NEW YORK – A research team based in Australia and the UK has turned to a statistical method called segregation analysis to dig into breast cancer risk within families that cannot be explained by variation in half a dozen known breast cancer susceptibility genes.
"Our findings are informative for the design of sequencing studies to identify novel breast cancer susceptibility genes and modeling breast cancer genetic susceptibility for disease risk prediction," first and corresponding author Shuai Li, an epidemiology and biostatistics researcher affiliated with the University of Melbourne, the University of Cambridge, Monash University, and the Murdoch Children's Research Institute, and his colleagues wrote.
As they reported in the American Journal of Human Genetics on Thursday, the researchers brought together targeted gene panel sequence data for members of 17,425 multi-generation breast cancer-affected families enrolled through the Australian Breast Cancer Family Registry (ABCFR) or the UK's "Studies of Epidemiology and Risk Factors in Cancer Heredity" (SEARCH) study, modeling breast cancer risk with complex segregation analyses informed by pathogenic variant profiles falling in BRCA1, BRCA2, PALB2, CHEK2, ATM, and TP53.
"We conducted complex segregation analyses and fitted genetic models in which breast cancer incidence depended on the effects of known susceptibility genes and other unidentified major genes and a normally distributed polygenic component," the authors explained.
The team tracked down pathogenic breast cancer susceptibility gene changes in 892 of the 15,032 panel-sequenced breast cancer patients from the affected ABCFR and SEARCH population study families. Together, the risk variants explained an estimated 46 percent of the familial variance for breast cancer for 20- to 29-year-olds within the families considered.
But the familial variance explained by the pathogenic variants diminished as the family members aged, despite a rise in cumulative disease risk, the researchers reported, as did the apparent contributions of recessively inherited variants in yet-to-be-identified genes, which also showed peak contributions to breast cancer heritability in individuals between the ages of 20 and 29.
"[O]ur analysis estimates the proportion of breast cancer familial aggregation that is explained by established susceptibility genes and variants and provides evidence for an additional recessive risk component," the authors explained, "which could explain a substantial proportion of the residual familial aggregation, especially at a younger age."
In contrast, the team found that breast cancer familial variance attributed to common risk variants and common polygenic risk score contributors identified through prior breast cancer genome-wide association studies did not appear to waver with age.
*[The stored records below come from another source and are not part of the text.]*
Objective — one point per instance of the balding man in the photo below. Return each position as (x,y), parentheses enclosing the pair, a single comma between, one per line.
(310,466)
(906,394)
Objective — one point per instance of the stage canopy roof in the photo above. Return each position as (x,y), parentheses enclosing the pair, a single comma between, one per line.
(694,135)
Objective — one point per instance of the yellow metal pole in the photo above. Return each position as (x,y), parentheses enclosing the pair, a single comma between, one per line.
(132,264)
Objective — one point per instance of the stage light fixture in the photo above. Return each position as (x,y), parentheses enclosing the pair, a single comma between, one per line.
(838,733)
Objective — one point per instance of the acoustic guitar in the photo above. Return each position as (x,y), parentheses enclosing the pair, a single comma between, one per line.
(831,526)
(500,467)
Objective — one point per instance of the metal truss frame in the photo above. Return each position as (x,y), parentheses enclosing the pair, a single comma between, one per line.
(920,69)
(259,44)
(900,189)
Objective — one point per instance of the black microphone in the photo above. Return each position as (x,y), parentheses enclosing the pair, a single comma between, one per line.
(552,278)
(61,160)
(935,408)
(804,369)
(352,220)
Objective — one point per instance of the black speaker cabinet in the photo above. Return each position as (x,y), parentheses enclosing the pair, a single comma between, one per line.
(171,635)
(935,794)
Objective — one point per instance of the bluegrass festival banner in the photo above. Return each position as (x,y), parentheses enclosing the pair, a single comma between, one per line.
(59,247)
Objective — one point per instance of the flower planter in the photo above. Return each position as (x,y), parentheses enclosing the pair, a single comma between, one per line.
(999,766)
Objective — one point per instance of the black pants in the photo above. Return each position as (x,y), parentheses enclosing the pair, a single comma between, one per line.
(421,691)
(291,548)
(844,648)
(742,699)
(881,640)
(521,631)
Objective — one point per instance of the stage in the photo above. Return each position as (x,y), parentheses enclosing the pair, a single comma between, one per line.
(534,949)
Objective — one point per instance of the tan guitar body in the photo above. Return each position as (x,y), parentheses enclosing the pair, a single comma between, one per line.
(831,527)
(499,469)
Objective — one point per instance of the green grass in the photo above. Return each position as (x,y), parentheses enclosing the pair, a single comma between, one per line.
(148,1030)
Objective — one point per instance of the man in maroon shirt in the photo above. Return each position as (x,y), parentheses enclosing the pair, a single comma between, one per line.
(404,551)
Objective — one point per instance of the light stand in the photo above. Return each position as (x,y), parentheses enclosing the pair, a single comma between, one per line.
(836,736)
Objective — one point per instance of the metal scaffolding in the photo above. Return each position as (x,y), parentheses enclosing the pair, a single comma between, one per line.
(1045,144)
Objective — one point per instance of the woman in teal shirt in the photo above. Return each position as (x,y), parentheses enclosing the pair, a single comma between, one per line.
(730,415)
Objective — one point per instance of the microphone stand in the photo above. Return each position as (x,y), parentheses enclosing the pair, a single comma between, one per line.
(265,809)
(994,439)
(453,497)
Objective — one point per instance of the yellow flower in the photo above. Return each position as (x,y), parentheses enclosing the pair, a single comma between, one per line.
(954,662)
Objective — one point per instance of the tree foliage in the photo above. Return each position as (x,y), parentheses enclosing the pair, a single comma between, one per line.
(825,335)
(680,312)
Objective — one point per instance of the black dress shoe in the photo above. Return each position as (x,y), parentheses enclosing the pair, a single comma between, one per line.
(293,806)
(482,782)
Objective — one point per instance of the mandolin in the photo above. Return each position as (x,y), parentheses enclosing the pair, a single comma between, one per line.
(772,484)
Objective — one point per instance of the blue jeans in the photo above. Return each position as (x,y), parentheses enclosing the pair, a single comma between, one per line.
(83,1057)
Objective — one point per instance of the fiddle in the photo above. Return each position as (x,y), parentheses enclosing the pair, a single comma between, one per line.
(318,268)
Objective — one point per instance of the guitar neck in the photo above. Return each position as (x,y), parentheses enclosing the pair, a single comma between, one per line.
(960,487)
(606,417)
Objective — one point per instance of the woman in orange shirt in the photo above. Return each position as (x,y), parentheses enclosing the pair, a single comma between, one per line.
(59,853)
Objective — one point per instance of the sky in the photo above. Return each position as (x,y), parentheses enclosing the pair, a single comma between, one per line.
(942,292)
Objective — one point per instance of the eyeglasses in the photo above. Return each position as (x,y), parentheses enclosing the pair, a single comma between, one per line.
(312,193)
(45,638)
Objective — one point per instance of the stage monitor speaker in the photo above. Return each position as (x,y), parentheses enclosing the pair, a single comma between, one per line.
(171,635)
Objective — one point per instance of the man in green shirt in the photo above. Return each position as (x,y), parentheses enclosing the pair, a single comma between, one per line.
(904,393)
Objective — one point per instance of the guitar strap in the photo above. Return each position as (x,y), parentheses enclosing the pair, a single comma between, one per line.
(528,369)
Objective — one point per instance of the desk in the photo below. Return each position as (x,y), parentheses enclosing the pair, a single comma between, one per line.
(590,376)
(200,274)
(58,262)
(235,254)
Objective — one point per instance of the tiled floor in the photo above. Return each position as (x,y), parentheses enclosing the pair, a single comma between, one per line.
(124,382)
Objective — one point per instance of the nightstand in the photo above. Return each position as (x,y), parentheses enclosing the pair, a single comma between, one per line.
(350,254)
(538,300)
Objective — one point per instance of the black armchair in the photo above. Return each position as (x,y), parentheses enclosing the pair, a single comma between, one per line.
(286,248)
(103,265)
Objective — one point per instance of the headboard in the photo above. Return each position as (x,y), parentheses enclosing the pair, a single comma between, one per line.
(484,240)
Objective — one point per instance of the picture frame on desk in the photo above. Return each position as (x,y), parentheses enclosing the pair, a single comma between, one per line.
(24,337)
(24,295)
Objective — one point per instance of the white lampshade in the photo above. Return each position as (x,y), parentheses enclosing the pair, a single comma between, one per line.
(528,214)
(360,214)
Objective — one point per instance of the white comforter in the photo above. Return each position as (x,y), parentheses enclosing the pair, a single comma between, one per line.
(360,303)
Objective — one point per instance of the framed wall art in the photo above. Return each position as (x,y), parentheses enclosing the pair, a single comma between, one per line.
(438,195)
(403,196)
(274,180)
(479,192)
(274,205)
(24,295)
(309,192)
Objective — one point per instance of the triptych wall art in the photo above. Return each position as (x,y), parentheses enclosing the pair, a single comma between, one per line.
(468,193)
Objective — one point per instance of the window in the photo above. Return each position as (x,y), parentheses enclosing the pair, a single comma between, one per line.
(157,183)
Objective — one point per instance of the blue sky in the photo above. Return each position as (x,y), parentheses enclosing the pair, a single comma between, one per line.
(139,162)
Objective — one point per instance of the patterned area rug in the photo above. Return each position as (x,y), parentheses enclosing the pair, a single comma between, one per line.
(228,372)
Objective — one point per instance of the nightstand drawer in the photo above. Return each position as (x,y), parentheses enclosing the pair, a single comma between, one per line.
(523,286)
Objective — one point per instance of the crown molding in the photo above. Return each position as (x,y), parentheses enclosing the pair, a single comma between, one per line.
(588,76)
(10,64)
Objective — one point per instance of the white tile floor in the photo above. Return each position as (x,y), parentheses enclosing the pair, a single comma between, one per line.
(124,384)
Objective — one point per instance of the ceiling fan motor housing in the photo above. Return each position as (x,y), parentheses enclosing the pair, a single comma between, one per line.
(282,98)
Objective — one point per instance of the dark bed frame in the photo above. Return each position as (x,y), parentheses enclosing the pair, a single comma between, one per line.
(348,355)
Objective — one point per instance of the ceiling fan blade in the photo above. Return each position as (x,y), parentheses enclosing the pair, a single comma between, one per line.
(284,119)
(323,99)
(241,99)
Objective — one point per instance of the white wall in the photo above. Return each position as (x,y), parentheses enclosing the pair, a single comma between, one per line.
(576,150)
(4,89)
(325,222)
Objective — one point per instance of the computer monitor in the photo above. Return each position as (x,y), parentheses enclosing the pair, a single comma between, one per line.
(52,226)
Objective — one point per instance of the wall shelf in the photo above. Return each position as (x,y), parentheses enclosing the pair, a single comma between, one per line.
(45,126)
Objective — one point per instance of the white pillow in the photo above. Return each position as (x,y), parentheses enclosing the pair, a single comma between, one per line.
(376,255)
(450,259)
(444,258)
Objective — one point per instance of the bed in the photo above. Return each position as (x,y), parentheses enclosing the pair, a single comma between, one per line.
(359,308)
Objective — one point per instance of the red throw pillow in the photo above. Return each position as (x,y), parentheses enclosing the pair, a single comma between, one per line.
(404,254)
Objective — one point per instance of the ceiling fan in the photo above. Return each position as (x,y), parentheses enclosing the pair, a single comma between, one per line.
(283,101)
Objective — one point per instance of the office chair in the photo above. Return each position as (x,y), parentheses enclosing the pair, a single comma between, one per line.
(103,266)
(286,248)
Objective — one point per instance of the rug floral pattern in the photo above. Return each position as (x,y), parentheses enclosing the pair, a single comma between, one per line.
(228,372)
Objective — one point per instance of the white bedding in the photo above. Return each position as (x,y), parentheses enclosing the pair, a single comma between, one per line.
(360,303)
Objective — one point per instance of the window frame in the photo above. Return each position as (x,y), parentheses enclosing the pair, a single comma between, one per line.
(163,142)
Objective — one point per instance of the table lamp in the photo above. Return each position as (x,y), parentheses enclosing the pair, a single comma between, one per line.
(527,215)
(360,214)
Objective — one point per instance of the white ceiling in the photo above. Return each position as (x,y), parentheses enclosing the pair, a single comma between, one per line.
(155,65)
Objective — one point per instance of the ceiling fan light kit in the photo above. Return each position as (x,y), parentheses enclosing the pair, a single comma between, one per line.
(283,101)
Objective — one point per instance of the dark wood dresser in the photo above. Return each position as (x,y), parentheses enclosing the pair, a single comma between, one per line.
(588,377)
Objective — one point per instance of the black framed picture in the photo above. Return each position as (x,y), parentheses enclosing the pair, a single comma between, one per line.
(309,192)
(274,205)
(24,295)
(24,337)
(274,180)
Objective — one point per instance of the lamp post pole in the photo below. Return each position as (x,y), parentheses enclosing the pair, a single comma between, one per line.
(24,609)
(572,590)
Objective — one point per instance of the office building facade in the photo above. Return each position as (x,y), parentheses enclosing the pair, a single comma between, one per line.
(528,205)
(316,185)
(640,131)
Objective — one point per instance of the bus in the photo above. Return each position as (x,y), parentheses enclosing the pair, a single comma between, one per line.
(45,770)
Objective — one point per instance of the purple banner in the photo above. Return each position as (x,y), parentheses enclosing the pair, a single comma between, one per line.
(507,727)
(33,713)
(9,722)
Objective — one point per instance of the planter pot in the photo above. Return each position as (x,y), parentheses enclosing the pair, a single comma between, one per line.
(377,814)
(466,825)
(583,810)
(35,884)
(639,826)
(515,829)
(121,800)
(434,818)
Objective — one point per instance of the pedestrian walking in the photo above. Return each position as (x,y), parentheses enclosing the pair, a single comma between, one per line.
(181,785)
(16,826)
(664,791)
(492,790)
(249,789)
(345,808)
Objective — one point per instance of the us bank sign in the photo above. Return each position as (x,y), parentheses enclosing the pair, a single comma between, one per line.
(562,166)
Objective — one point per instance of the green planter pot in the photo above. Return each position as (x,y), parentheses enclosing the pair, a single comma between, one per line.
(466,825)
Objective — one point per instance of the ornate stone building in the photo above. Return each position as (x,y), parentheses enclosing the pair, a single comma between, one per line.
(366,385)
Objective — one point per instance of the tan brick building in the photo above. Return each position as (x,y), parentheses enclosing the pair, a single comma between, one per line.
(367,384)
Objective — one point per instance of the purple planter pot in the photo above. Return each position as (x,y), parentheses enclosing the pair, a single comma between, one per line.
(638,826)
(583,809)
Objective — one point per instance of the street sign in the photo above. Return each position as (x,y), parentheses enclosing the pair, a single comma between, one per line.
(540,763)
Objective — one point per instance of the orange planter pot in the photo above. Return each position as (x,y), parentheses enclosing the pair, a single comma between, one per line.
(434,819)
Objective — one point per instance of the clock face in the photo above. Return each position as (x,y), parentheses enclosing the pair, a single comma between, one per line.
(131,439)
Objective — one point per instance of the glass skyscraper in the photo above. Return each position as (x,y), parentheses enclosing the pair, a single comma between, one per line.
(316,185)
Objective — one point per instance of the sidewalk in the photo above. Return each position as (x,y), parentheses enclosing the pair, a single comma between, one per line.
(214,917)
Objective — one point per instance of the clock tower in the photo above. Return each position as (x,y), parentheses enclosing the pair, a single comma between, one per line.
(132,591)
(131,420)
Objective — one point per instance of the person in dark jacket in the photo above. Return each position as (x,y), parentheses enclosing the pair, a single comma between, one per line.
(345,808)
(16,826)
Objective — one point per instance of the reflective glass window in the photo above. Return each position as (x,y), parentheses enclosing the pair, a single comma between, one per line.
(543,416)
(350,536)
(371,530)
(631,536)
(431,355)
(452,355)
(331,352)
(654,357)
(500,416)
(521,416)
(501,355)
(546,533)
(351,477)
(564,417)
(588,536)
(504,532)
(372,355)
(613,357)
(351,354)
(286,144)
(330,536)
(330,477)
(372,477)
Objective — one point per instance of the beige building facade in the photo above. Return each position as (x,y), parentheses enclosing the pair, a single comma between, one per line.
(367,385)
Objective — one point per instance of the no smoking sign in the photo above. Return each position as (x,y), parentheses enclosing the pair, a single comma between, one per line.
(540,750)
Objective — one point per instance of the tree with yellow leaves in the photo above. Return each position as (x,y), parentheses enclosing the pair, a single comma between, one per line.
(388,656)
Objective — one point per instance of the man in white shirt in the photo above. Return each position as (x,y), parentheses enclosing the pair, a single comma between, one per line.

Among the potential limitations of their study, the authors cautioned that breast cancer cases in the analyses were self-reported and primarily from families with European ancestry, while genetic profiling did not include all of the genes and variants implicated in breast cancer. Even so, they suggested, the results so far "have implications for strategies to identify new breast cancer susceptibility genes and improve disease-risk prediction, especially at a young age."